Friday, October 29, 2010

Credit Card Debt Settlement Has Minor Tax Consequences

As an increasing number of credit card companies are agreeing to settle cardholder debts, it’s important that individuals recognize that there may be minor tax consequences associated with the settlement. A debt settlement is when the creditor allows the account holder to pay less than what is owed and consider the account paid in full.

A partially or fully forgiven debt through a settlement is sometimes considered as taxable income by the IRS and must be reported on your tax return if you saved more than $600 during the settlement. So if you owed $5000 on your credit card, and settled for $2,500 you would have to report $1,900 as income ($2,500 minus $600). The credit card company that settles the debt will send you and the IRS a Form 1099-C reporting the forgiven amount.

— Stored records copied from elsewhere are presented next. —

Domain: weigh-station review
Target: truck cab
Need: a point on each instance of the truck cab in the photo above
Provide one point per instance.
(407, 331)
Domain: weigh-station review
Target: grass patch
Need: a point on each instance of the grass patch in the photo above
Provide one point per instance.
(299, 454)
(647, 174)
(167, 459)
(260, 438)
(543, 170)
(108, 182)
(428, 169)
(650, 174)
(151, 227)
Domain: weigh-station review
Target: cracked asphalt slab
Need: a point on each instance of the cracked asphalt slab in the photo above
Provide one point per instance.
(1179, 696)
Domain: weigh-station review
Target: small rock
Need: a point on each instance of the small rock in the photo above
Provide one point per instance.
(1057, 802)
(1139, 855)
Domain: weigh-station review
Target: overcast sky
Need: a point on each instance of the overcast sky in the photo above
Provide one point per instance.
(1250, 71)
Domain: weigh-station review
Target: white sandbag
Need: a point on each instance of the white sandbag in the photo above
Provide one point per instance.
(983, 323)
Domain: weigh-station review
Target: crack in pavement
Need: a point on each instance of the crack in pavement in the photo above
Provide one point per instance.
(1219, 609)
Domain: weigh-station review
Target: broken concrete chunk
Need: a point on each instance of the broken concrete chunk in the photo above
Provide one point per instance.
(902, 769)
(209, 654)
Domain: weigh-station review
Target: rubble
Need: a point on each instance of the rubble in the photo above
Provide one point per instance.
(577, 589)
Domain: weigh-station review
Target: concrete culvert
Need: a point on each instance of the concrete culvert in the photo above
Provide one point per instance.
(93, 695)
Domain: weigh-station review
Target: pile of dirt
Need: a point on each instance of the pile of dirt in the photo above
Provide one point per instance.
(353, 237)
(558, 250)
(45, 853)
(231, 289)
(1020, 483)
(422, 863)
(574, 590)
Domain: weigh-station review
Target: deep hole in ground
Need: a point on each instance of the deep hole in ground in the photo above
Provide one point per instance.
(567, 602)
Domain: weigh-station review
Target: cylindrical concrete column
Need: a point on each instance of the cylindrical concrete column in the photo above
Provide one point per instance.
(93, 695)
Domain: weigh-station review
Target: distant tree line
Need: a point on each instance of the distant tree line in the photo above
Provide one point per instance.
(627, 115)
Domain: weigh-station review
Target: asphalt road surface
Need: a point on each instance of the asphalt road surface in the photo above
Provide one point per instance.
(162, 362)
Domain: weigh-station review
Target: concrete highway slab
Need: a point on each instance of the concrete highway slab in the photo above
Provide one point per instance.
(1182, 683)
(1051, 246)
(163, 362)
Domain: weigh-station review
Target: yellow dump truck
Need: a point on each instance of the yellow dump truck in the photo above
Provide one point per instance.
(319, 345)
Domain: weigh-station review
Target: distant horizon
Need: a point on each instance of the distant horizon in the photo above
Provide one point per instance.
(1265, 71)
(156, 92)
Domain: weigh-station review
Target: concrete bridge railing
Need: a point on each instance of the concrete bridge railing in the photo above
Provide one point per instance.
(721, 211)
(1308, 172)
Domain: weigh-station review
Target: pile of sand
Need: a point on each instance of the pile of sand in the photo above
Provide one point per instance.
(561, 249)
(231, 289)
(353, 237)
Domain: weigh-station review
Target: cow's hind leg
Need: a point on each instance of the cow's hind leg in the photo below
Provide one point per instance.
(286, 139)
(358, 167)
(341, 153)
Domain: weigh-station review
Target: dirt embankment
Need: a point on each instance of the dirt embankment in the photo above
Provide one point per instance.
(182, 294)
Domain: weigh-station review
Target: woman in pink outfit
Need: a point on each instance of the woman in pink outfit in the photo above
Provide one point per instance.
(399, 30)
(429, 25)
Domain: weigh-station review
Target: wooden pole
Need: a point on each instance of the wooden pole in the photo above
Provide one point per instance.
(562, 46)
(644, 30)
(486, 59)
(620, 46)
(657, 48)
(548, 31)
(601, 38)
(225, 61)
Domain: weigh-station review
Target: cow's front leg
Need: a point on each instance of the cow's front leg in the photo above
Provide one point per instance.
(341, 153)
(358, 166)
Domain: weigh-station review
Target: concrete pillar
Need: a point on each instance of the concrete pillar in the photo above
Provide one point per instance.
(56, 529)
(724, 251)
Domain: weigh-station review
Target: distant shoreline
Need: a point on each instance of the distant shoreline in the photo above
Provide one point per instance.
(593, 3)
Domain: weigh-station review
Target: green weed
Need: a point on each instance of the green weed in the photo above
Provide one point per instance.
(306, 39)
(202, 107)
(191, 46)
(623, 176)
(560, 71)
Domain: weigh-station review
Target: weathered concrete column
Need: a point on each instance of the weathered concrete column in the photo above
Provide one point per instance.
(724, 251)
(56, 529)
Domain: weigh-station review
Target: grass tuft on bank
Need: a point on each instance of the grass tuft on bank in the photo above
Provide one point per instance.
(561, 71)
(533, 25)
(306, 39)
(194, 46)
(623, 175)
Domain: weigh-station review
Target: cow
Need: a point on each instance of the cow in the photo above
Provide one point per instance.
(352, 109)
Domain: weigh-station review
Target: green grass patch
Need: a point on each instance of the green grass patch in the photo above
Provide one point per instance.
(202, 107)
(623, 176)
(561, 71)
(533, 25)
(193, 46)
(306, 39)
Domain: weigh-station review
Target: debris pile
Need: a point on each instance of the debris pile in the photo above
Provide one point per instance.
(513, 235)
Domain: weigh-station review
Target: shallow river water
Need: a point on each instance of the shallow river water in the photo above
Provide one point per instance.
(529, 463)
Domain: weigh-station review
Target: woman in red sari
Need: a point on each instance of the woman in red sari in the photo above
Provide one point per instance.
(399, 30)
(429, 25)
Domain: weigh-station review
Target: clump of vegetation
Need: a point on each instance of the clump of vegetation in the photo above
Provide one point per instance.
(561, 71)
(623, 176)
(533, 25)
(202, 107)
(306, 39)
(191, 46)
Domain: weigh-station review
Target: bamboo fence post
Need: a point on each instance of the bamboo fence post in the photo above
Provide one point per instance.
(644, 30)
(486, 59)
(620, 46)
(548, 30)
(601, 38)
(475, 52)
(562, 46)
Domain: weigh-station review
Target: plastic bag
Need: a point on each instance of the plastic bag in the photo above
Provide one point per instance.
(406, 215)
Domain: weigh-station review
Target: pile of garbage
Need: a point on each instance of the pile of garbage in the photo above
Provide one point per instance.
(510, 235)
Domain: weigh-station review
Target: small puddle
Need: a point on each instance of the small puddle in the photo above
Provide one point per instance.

There are exceptions to having to count the forgiven debt as income, for individuals who are insolvent at the time of the settlement. Insolvent means you owed more than the fair market value of your assets.

A settled debt typically is marked as such on your credit report as well, which is better than a bankruptcy, but not as good as “paid in full” or “paid as agreed”.

If you do end up having to pay taxes on the amount of debt forgiven, chances are you will still come out ahead than if you continued to struggle and repay that debt with 27% interest and credit card late fees.